Since we had just been to our local Farmer’s Market that morning, we were able to get the freshest possible produce. If you have that opportunity, from your local grocery store or farmer’s market, get a fresh whole Brussels sprouts stalk and remove individual sprouts from the stalk.
Trim to remove dirty or damaged outside leaves, and then cut in half the larger sprouts and leave whole the smaller ones. Larger sprouts to be cut in half are on the left side of the picture above, the smaller sprouts to be left whole on the right side. (Or, as Ruth Reichl suggests, use about 1-1 ½ pounds of Brussels sprouts.)
Place the cut and whole sprouts into a casserole pan or a jelly roll pan (half sheet pan with about 1 inch sides) and drizzle with 2-3 tablespoons Extra Virgin olive oil and then stir to coat sprouts.
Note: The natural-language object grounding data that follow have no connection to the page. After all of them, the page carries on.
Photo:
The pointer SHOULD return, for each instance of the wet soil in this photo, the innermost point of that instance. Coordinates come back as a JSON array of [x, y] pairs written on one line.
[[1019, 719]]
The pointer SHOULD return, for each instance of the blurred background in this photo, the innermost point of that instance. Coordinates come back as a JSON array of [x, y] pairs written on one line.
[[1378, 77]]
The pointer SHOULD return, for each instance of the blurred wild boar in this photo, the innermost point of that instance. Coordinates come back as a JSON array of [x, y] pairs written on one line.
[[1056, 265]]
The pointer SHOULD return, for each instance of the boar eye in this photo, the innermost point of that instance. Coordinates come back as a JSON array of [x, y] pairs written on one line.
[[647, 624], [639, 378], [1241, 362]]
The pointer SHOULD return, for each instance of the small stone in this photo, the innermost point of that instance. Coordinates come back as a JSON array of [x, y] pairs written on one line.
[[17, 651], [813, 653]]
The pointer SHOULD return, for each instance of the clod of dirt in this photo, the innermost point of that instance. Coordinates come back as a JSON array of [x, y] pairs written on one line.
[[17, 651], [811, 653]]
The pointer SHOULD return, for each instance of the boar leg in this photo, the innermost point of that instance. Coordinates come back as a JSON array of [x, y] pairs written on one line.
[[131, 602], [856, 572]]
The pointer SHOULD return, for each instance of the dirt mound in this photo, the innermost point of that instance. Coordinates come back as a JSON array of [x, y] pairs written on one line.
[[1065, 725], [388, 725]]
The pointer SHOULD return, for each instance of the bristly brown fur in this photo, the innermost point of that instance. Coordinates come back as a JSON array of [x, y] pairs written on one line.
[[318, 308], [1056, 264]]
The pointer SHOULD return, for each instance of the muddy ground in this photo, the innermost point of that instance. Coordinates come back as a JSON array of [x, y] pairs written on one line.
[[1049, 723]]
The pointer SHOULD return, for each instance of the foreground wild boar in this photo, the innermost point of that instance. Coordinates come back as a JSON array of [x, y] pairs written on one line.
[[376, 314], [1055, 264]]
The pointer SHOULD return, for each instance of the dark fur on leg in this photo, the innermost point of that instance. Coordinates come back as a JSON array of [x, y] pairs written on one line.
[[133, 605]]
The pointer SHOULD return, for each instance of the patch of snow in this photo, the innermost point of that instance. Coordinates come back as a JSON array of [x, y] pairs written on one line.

Then salt and pepper before placing into a 400 degree preheated oven.
After about 15 minutes, take the pan out and then throw on top 4-6 julienned slices of thin prosciutto. Place back in the pan and cook another 5 minutes, then stir, and put back into the hot oven for another 5-10 minutes for a total of about 25-30 minutes.
You can decide how brown and caramelized you like your sprouts, but we like them about the way they look in the top picture. Hard to believe that people used to dread the idea of eating Brussels sprouts!